As late as the 6th of February, Lodovico had again declined to send Messer Galeazzo to France, saying that every one would think he had come to hasten the king's movements, and that in this way Charles would lose the honour of the campaign. But when the news of the alliance between Alfonso and the Pope reached him, he made no further difficulties, and on the 1st of April, Galeazzo started for Lyons. On the 5th, he entered the town secretly, disguised as a German, and, accompanied only by four riders, made his way to the royal lodgings, and saw the king privately, this being the day which had been selected by Lodovico's astrologer, Ambrogio da Rosate, for his arrival at court. On the following morning he made his public entry, attended by a suite of a hundred horsemen clad in the French fashion, which Messer Galeazzo himself commonly affected. The king received him with the utmost cordiality, and conducted him immediately to see the queen, whom he presented with a magnificent Spanish robe in Lodovico's name, together with choice specimens of Milanese armour, jennets from his own famous breed, and several handsome silver flagons filled with fragrant perfumes, in which Charles took especial delight. The French king fell an easy victim to this brilliant cavalier's personal charm. He insisted on seeing him ride in a tilting match before the court, and could talk of nothing but Messer Galeazzo's feats of horsemanship, whether in council or at table, and even when he went to bed. He bestowed the order of St. Michel upon his guest, and, among other marks of favour, he invited Galeazzo to his private rooms, where he sat with a few of his favourites, and, taking one of the fairest maidens by the hand, presented her to his visitor. Then the king himself sat down by another, and so they remained for some hours in pleasant conversation."

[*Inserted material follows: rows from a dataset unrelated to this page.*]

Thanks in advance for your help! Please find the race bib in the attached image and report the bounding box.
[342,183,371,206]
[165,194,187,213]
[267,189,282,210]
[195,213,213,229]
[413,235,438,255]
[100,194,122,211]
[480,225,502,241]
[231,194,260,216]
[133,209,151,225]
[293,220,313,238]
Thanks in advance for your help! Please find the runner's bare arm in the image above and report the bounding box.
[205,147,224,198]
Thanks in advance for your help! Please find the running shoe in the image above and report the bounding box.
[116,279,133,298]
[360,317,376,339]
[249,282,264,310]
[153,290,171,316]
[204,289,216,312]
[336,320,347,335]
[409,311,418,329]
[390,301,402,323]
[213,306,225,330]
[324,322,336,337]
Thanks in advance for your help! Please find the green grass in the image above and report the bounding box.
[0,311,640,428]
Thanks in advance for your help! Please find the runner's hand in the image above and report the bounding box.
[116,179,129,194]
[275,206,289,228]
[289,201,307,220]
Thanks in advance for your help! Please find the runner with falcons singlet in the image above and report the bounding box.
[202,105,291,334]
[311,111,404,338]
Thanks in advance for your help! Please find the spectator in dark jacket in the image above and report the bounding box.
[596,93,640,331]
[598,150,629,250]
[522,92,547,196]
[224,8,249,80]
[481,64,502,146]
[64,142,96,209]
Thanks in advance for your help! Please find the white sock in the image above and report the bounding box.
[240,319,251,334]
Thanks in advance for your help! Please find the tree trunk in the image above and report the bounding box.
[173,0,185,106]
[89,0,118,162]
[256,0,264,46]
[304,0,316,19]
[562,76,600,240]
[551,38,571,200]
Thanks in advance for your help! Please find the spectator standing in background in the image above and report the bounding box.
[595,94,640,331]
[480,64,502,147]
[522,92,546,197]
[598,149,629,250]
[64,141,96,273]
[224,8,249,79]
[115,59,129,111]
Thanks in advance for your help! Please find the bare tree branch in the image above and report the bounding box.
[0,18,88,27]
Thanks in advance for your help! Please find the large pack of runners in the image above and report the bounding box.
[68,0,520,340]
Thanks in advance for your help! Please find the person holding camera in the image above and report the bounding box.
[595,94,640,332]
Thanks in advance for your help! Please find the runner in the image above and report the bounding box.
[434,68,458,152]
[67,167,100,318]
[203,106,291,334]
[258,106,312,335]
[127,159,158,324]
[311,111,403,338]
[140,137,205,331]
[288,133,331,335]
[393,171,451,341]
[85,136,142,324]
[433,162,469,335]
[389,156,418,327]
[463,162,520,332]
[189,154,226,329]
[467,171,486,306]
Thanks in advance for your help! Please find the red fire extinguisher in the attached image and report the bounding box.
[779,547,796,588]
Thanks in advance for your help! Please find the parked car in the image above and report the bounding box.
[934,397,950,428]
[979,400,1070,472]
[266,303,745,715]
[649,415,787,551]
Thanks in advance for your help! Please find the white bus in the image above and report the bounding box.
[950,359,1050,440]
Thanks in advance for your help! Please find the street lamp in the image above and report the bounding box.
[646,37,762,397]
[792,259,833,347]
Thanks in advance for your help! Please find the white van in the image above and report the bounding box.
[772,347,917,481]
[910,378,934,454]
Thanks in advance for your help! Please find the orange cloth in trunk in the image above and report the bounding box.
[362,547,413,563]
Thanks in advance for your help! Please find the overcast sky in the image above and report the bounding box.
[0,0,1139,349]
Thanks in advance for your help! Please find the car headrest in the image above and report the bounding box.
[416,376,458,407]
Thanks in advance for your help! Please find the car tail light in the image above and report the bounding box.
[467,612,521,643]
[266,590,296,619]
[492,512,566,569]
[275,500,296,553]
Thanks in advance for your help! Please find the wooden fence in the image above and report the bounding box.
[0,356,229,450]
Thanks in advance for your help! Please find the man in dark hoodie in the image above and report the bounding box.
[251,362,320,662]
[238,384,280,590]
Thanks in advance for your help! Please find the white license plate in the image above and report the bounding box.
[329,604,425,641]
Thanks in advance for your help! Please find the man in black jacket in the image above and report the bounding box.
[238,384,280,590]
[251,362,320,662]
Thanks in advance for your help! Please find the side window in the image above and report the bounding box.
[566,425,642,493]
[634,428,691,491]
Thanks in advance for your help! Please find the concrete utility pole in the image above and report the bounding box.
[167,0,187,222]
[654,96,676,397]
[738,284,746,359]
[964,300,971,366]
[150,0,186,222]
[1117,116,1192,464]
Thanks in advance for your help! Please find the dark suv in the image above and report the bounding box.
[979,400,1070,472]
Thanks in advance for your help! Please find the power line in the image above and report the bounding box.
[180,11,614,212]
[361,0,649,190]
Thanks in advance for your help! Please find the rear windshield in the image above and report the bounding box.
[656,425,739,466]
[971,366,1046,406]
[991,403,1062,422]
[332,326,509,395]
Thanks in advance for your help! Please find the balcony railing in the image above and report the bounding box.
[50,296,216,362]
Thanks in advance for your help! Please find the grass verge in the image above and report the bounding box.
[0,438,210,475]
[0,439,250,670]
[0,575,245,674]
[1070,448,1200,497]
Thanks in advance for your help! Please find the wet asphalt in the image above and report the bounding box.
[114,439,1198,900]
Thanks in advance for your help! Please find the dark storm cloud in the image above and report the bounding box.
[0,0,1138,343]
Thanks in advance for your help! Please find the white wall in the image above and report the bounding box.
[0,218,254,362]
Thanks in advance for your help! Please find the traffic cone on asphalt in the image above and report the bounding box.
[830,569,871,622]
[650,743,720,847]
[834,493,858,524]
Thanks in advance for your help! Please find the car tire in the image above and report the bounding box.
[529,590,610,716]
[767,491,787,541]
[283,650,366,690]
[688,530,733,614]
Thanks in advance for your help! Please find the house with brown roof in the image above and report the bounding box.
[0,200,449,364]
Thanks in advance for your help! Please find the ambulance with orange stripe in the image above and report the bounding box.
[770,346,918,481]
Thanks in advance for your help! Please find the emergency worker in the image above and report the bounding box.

In his reply to Belgiojoso, who duly reported these events to his master, Lodovico dwells with infinite satisfaction on the great honours which have been paid to his dear son, and rejoices to hear that his Majesty has introduced him into his private apartments, and even shared his domestic pleasures with him. The presence of Galeazzo di Sanseverino at Lyons had, no doubt, the effect of counteracting the intrigues of the Duke of Orleans and the Aragonese party at the French court, and the confidence with which he inspired Charles dissipated any doubts which the king may have entertained of Lodovico's honesty. "The mission of Signor Galeazzo," wrote Belgiojoso, "has been crowned with success. Without his coming, the enterprise would have been utterly ruined."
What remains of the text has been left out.